Yeah, it’s the amount of sway that you give over in those moments. This is a world where everything has stakes. So hopefully, on the one hand, characters are living full lives, but it also shows another lever of power. Sexuality in our show is both. It's a lever, I would say, that our Sisterhood is not afraid to pull.
What's your personal gauge on how far to push that aspect of it and when to pull back?
For us, I don't know that we're out to titillate explicitly. But at the same time, I don't want to shy away from our characters being able to have sex lives.

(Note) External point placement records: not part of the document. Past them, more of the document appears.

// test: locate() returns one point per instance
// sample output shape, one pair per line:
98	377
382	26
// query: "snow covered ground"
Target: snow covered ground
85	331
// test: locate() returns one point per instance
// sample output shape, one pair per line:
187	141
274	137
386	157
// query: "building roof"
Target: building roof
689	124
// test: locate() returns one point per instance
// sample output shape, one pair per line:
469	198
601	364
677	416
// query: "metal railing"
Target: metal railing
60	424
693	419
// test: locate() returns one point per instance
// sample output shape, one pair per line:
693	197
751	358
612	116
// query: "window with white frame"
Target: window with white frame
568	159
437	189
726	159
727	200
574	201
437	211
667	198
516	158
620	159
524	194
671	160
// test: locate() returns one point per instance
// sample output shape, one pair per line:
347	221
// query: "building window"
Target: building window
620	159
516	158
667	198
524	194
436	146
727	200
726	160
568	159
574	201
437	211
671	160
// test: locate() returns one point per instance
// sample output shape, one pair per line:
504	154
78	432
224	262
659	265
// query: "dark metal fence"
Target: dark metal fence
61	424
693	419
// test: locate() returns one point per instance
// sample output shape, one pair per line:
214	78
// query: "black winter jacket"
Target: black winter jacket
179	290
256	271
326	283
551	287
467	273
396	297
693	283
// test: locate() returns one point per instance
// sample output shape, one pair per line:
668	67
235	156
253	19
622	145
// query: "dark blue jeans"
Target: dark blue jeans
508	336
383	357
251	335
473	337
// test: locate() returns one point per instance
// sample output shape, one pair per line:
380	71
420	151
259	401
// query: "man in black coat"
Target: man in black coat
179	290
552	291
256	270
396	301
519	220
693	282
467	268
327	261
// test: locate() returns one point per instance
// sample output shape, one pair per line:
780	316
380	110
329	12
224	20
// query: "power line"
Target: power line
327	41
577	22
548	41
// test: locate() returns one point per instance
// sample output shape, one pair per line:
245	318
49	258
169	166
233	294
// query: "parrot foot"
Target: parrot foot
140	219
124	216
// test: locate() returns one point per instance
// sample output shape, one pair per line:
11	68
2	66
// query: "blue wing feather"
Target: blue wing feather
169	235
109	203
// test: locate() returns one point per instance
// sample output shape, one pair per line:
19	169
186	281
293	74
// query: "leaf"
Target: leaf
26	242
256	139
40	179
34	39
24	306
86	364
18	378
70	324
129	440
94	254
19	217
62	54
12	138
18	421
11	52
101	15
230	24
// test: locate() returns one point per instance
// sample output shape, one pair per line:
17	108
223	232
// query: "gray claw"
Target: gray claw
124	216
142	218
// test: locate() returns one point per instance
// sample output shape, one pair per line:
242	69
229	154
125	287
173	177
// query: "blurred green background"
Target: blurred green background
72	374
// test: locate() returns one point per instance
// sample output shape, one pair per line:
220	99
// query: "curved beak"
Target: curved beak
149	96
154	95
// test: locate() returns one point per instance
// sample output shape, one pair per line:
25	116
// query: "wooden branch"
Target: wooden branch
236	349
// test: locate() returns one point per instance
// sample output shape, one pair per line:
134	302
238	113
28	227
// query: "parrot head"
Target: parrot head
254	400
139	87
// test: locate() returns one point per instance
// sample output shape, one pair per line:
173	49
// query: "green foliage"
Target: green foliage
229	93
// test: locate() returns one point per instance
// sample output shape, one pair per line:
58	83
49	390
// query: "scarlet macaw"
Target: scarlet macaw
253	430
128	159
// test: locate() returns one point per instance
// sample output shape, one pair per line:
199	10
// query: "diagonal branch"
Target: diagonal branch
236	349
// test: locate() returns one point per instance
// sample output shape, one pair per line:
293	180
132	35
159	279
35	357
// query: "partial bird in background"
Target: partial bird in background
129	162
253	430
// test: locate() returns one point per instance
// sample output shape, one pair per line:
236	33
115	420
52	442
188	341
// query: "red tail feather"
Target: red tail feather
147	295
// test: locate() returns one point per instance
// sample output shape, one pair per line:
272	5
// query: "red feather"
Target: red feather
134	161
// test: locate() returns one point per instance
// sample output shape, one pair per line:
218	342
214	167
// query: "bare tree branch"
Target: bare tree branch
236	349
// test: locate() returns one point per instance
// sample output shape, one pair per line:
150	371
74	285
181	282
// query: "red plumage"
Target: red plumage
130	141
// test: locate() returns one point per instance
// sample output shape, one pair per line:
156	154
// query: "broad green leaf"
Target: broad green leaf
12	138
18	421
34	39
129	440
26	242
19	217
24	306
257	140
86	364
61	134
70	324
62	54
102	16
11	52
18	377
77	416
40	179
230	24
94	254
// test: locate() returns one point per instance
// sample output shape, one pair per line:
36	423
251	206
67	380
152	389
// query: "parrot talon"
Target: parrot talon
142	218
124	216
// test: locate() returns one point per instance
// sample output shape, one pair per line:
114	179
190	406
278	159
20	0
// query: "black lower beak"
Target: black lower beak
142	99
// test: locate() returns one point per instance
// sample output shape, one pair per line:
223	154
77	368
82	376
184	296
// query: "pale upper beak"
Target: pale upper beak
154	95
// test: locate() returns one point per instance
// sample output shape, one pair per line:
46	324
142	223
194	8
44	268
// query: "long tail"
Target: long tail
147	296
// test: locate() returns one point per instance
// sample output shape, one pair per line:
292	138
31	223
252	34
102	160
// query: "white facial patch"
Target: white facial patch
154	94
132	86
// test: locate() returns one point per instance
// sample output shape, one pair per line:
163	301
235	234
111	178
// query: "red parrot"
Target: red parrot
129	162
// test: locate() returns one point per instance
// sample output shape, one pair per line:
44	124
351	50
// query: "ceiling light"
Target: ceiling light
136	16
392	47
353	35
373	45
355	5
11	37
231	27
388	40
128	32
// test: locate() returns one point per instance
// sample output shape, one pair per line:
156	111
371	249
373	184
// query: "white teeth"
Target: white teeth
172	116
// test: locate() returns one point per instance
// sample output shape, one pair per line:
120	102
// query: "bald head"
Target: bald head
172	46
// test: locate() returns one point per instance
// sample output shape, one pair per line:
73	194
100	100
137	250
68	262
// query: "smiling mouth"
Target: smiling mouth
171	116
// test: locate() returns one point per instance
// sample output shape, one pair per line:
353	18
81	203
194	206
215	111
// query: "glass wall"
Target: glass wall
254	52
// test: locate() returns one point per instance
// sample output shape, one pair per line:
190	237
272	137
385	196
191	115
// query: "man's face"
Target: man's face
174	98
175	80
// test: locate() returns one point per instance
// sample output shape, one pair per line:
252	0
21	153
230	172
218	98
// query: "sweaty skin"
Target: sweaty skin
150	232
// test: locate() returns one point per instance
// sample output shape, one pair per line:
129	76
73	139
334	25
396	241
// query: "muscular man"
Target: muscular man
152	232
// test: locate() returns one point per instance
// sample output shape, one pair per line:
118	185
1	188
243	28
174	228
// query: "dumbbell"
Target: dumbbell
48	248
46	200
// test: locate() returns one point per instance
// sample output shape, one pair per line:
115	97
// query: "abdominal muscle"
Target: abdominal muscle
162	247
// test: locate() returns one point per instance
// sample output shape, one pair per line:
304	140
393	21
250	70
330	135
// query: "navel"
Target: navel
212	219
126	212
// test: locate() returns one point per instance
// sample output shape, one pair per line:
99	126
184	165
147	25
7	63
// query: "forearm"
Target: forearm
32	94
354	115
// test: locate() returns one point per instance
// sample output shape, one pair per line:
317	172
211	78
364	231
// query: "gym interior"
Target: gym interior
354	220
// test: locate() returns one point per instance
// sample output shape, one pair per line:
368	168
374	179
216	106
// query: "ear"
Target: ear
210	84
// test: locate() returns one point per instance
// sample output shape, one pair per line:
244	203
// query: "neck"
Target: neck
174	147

I just want to do it with specificity, so it's rooted in the character.
It seems like we're coming out of a period where that really has been absent from TV and movies.
Well, first of all, it's really fun to be able to have your characters engage in the whole gamut, and not just violence. I think sex is also very visceral, and we don't want to shy away from it. We want to have it be another layer to the storytelling.
You even found a unique way to create a Dune love scene, involving the personal force fields used for hand-to-hand combat. Princess Ynez (Sarah-Sofie Boussnina) has a very intense moment with her trainer, Keiran Atreides (Chris Mason). In the Dune lore, if you strike the shield, it blocks you—but if you move against it slowly, you can get through.
I thought it's very fun to have this princess who has so many feelings and is going to express them through her training. In some ways she communicates more freely through her sword play, and that is something that transpires between those two characters. They obviously have a lot of feelings for each other, so it felt like a natural moment to enjoy the technology and also give into a different kind of moment.